Bajo la emblemática catedral de Notre Dame, en el corazón de París, un equipo de arqueólogos emprendió una excavación inédita que ha sacado a la luz restos que abarcan unos 1.700 años de historia. Los trabajos se desarrollan a unos cuatro metros de profundidad en la plaza frente al edificio, donde se están llevando a cabo las obras de restauración posteriores al incendio de 2019 y la creación de un nuevo espacio público.
La intervención arqueológica se inició tras la aprobación de la remodelación de la explanada, cuyo objetivo es aumentar la presencia de árboles y sombra. La normativa impone que cualquier movimiento de tierra en zonas históricas vaya precedido de una excavación arqueológica para identificar y preservar posibles vestigios antes de continuar las obras.
Según informó la agencia Associated Press (AP), los operarios han recuperado cientos de objetos, entre ellos una moneda del siglo IV con la efigie de Constantino y fragmentos de cerámica medieval con inscripciones aún por descifrar. Estos hallazgos permiten trazar la evolución urbana de París, desde la antigua Lutecia romana hasta las fases merovingia y carolingia.
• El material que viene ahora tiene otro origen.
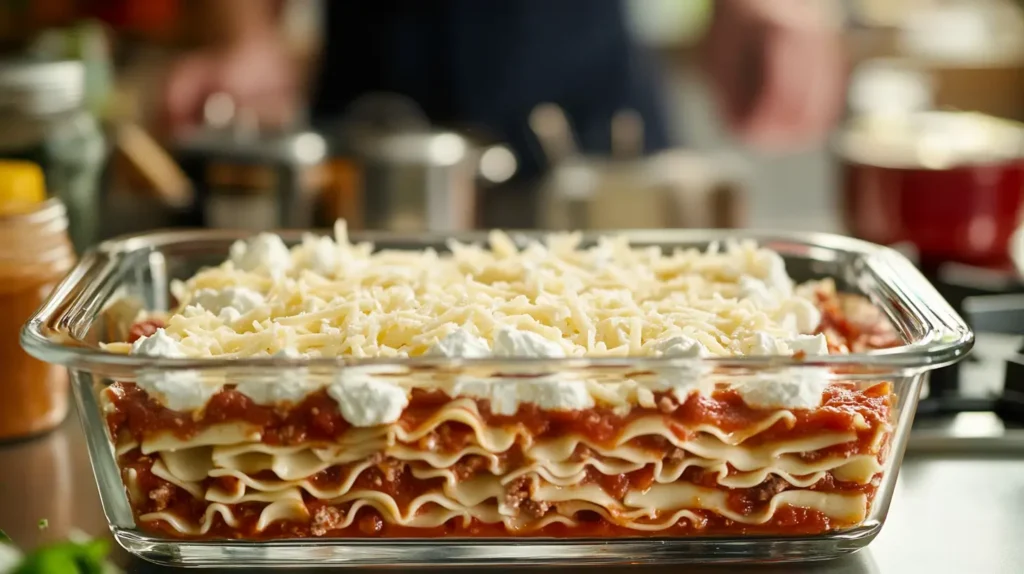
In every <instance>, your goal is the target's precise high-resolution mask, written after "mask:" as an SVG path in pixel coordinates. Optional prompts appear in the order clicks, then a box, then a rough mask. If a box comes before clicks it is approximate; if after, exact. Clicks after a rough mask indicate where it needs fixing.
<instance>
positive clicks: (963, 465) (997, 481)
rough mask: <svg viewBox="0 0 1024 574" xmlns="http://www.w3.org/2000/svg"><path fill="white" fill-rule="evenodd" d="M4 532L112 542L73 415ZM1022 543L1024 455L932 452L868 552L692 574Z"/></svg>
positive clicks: (737, 570)
mask: <svg viewBox="0 0 1024 574" xmlns="http://www.w3.org/2000/svg"><path fill="white" fill-rule="evenodd" d="M40 519H46V520H47V521H48V523H49V526H48V528H47V529H45V530H42V531H41V530H39V528H38V526H37V525H38V523H39V520H40ZM0 528H2V529H3V530H5V531H6V532H7V533H8V534H9V535H10V536H11V537H12V538H13V539H14V540H15V541H16V542H17V543H18V544H19V545H22V546H23V547H33V546H35V545H37V544H40V543H43V542H47V541H52V540H55V539H58V538H63V537H66V536H67V535H68V532H69V531H70V530H72V529H78V530H81V531H84V532H86V533H88V534H90V535H95V536H108V528H106V522H105V520H104V518H103V515H102V511H101V509H100V506H99V499H98V496H97V494H96V486H95V483H94V479H93V475H92V471H91V469H90V467H89V461H88V454H87V452H86V449H85V441H84V438H83V436H82V432H81V430H80V428H79V425H78V421H77V420H76V418H75V416H74V415H73V416H72V417H71V418H70V420H69V421H67V422H66V423H65V425H63V426H61V427H60V428H59V429H58V430H57V431H55V432H53V433H51V434H49V435H46V436H43V437H39V438H37V439H34V440H29V441H24V442H18V443H14V444H7V445H3V446H0ZM1022 540H1024V457H1022V458H1018V457H1013V458H980V457H958V458H950V457H940V456H937V455H935V454H931V453H930V454H928V455H909V456H908V457H907V458H906V460H905V461H904V465H903V470H902V472H901V473H900V477H899V483H898V486H897V488H896V495H895V499H894V500H893V503H892V506H891V509H890V513H889V518H888V521H887V523H886V525H885V527H884V528H883V530H882V533H881V534H880V535H879V537H878V539H876V540H874V542H873V543H871V545H870V546H868V548H867V549H866V550H862V551H860V553H857V554H855V555H853V556H851V557H847V558H844V559H842V560H839V561H834V562H824V563H814V564H797V565H793V564H790V565H764V566H751V565H743V566H722V567H708V568H694V567H687V568H686V572H688V573H701V572H709V573H727V572H758V573H761V572H764V573H776V572H777V573H782V572H785V573H795V574H799V573H833V574H840V573H842V574H861V573H865V574H866V573H885V574H888V573H890V572H892V573H905V572H914V573H918V572H921V573H939V574H941V573H945V572H950V573H959V572H977V573H984V574H1002V573H1006V574H1020V573H1021V572H1024V541H1022ZM115 557H116V559H117V561H118V562H119V563H120V564H121V565H122V566H124V567H125V568H126V570H127V571H128V572H132V573H157V572H174V571H176V570H174V569H168V568H158V567H155V566H152V565H148V564H146V563H143V562H141V561H138V560H133V559H131V558H130V557H128V556H127V555H126V554H125V553H123V551H121V550H120V549H116V550H115ZM573 570H577V569H571V568H568V569H566V568H561V569H559V571H561V572H572V571H573ZM627 570H628V571H636V570H640V571H650V572H654V571H658V570H657V569H655V568H607V569H604V568H595V567H588V568H586V569H584V568H581V569H579V570H578V571H586V572H594V571H604V572H621V571H627ZM502 571H508V570H507V569H502ZM542 571H543V570H542ZM531 572H537V570H531Z"/></svg>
Objetos hallados y capas de la historia de París
El equipo dirigido por Camille Colonna explicó que algunos vestigios aparecen a apenas 50 centímetros de la superficie, mientras que los restos más antiguos se encuentran por encima de los cuatro metros de profundidad. Entre los hallazgos figuran jarras, tazas y fragmentos de cerámica en buen estado, conservados durante siglos en antiguas letrinas medievales.
La arqueóloga Lucie Altenburg señaló que las inscripciones en ciertos fragmentos todavía no han sido interpretadas. “Es una oportunidad única para trabajar en algo que marcará una diferencia tangible en la historia de París”, declaró a AP. También se hallaron monedas corroídas que, tras radiografiarse, mostraron la imagen de Constantino, emperador del siglo IV.
Los objetos permiten datar las distintas capas del subsuelo y entender la superposición de asentamientos en la Île de la Cité, donde está la catedral. Colonna detalló que bajo los restos medievales aparecieron fosas para grano correspondientes a las épocas merovingia y carolingia, y aún más abajo emergen vestigios de un barrio romano.
De la antigüedad a la reconstrucción contemporánea
La excavación coincide con la transformación de la plaza de Notre Dame, que se proyecta como un espacio verde con 160 nuevos árboles y un sistema de agua pensado para refrescar la piedra en verano, parte de las medidas de la ciudad frente al calentamiento global. La obra está prevista para concluir en 2028 y el antiguo aparcamiento subterráneo se reconvertirá en un centro de visitantes con vistas al Sena.
AP indicó que todas las piezas recuperadas se trasladan al centro arqueológico municipal, considerado por los especialistas como un gran depósito patrimonial. Los arqueólogos subrayan que la intervención fue posible porque la ciudad ordenó la renovación del espacio: en Francia las excavaciones suelen realizarse únicamente cuando hay proyectos de obra programados. El equipo espera profundizar más en busca de vestigios galos que precedan la historia urbana de París.
“Esto hace que Notre Dame vuelva a cobrar vida”, comentó la turista británica Emily Carter al observar las excavaciones. “Vienes a ver la catedral y descubres que hay otra ciudad bajo tus pies”.
La operación en Notre Dame se suma a proyectos similares en otras ciudades europeas donde las obras contemporáneas permiten desenterrar y preservar el pasado oculto bajo el asfalto. El caso de París ejemplifica cómo cada intervención urbana puede abrir nuevas perspectivas para comprender la historia mediante la colaboración de expertos y la divulgación de los hallazgos.